Quantification of atherosclerosis
Heart and en face aorta were fixed with 4% paraformaldehyde for 2 h and immersed in 30% sucrose overnight. The en face aorta was then cut longitudinally under a dissecting microscope and stained with a 60% Oil Red O (ORO) dye mixture (Poly Scientific R&D Corp., Cleveland, NY, USA). The top part of the heart and innominate artery were embedded in OCT and stored at −80 °C prior to sectioning [15]. Serial sections of aortic sinus (10 µm), where all three aortic valve cusps were clearly visible, were obtained and mounted consecutively on slides. Serial sections of innominate artery (8 µm) were also obtained on slides. Aortic sinus and innominate artery were cross-sectioned and stained with ORO to visualize lesion morphology [20]. The plaque sizes of en face aorta, aortic sinus and innominate artery were measured by using Image J software.
Metabolic assay
For the oral glucose tolerance test (OGTT), mice were fasted overnight. The glucose levels were measured using a glucose analyzer from VivaChek (Hangzhou, China) at 0, 15, 30, 60, 90 and 120 min after oral gavage of glucose (2 g/kg) [21]. For the insulin tolerance test (ITT), insulin (0.75 U/kg) was administered via intraperitoneal injection. The glucose levels of the tail vein were measured at 0, 15, 30, 45, 60 and 90 min after insulin administration [22].
Real-time PCR
The mRNA expression of mApoC3 and hAPOC3 in liver was quantified by real-time PCR. First, total RNA was isolated and purified from liver samples by using RNA isolation Kits (QIAGEN, Hilden, Germany). Next the total RNA concentration was measured and reversed with a PrimeScript RT reagent Kit (TaKaRa, Kusatsu, Japan). Real-time PCR was performed by using a FastStart Universal SYBR Green Master (Roche, Basel, Switzerland) [23, 24]. Glyceraldehyde-3-phosphate dehydrogenase (GAPDH) was set for internal reference. Primer sequences were listed as followed.
| hAPOC3-F | 5′-AGGAACAGAGGTGCCATGC-3′ |
| hAPOC3-R | 5′-CCTCTGAAGCTCGGGCAG-3′ |
| mApoc3-F | 5′-CCATCTAGCCCACAGAAGGC-3′ |
| mApoc3-R | 5′-CTACCTCTTCAGCTCGGGCA-3′ |
| mGapdh-F | 5’-AACAGCAACTCCCACTCTTC-3’ |
| mGapdh-R | 5’-CCTGTTGCTGTAGCCGTATT-3’ |
Statistics
Statistical analyses of the mouse data were performed using GraphPad Prism 9.0 (GraphPad Software). A 2-tailed, unpaired Student’s t-test was used to compare differences between 2 groups. Data are presented as the mean ± SD. The analysis of OGTT and ITT was based on the area under the curve (AUC), using two tailed of unpaired t-test. Body weight analysis involved two-way ANOVA to compare the weights of two groups with Bonferroni’s multiple comparisons test. A value of P < 0.05 was considered statistically significant.
Results and discussion
In this study, we first evaluated hyperlipidemic phenotypes in hApoC3-Tg mice fed a chow diet (CD) using C57 mice as the control group. Then, hApoC3-Tg mice were injected with AAV-PCSK9 and fed a HCD for a total of 16 weeks. The hApoC3-Tg mice were divided into two groups at week 6, and the mice were treated with either vehicle or a combination of atorvastatin (10 mg·kg−1·d−1) and fenofibrate (100 mg·kg−1·d−1) orally for 10 weeks (Fig. 1a).

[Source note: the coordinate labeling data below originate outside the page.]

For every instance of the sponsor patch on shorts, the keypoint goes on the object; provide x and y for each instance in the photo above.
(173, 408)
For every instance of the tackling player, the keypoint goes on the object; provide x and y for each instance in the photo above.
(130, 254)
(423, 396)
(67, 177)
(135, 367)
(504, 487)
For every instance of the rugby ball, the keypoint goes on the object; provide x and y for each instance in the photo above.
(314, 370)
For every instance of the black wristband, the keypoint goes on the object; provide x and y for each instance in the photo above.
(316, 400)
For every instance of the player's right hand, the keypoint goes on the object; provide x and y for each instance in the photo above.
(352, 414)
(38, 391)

Fig. 1. A new mouse model of familial combined hyperlipidemia (FCHL) and atherosclerosis suitable for the evaluation of potential pharmaceutical agents.

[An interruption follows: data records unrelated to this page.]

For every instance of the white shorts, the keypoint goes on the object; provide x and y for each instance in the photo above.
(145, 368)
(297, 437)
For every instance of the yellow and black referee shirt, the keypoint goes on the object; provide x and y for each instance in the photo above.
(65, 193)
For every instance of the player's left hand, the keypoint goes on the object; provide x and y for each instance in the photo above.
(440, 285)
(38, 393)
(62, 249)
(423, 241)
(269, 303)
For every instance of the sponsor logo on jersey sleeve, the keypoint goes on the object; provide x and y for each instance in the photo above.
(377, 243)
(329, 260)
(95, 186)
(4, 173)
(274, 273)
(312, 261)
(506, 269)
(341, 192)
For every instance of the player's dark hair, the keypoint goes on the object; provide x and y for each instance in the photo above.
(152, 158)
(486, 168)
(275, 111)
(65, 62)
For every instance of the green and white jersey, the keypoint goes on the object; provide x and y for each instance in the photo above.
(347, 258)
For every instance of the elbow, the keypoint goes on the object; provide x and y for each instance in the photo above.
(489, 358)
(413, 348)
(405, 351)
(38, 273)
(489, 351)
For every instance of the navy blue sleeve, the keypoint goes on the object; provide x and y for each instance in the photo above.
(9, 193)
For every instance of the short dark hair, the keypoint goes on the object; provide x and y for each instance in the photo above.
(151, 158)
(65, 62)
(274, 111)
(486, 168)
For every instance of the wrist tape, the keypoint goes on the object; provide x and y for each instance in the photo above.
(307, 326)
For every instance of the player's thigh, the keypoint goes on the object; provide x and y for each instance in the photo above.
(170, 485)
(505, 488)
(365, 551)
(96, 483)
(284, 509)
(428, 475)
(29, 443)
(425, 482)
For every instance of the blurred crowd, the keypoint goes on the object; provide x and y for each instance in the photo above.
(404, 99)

a Animal experiment flow chart. b Serum hApoC3 level in hApoC3-Tg mice and C57 mice fed a CD (n = 5). c Serum TG and TC level in hApoC3-Tg mice and C57 mice fed a CD (n = 5). d Representative micrographs of Oil Red O (ORO) staining of en face aorta (scale bar = 3.5 mm, top panel), aortic sinus (scale bar = 100 µm, middle panel) and innominate artery (scale bar=100 µm, bottom panel) in hApoC3-Tg mice and C57 mice fed a CD. e Serum TG, TC, LDL and HDL levels between vehicle and combination group (Atorvastatin/Fenofibrate) (n = 7). f Liver TG (n = 6–7) and TC (n = 7) levels between combination treatment group and vehicle control group. g Fractions of CM, VLDL, LDL and HDL in lipoprotein profiles through FPLC (n = 5). h Representative micrographs of ORO staining of en face aorta (scale bar=3.5 mm), aortic sinus (scale bar = 100 µm) and innominate artery (scale bar = 100 µm) from top to bottom between vehicle and combination group (Atorvastatin/Fenofibrate). i Statistical analysis of plaque size in en face aorta (n = 7), aortic sinus (n = 6) and innominate artery (n = 6–7) between combination treatment group and vehicle control group. Data are presented as the mean ± SD. A 2-tailed, unpaired Student’s t-test was used to compare differences between 2 groups. *P < 0.05; **P < 0.01; ***P < 0.001.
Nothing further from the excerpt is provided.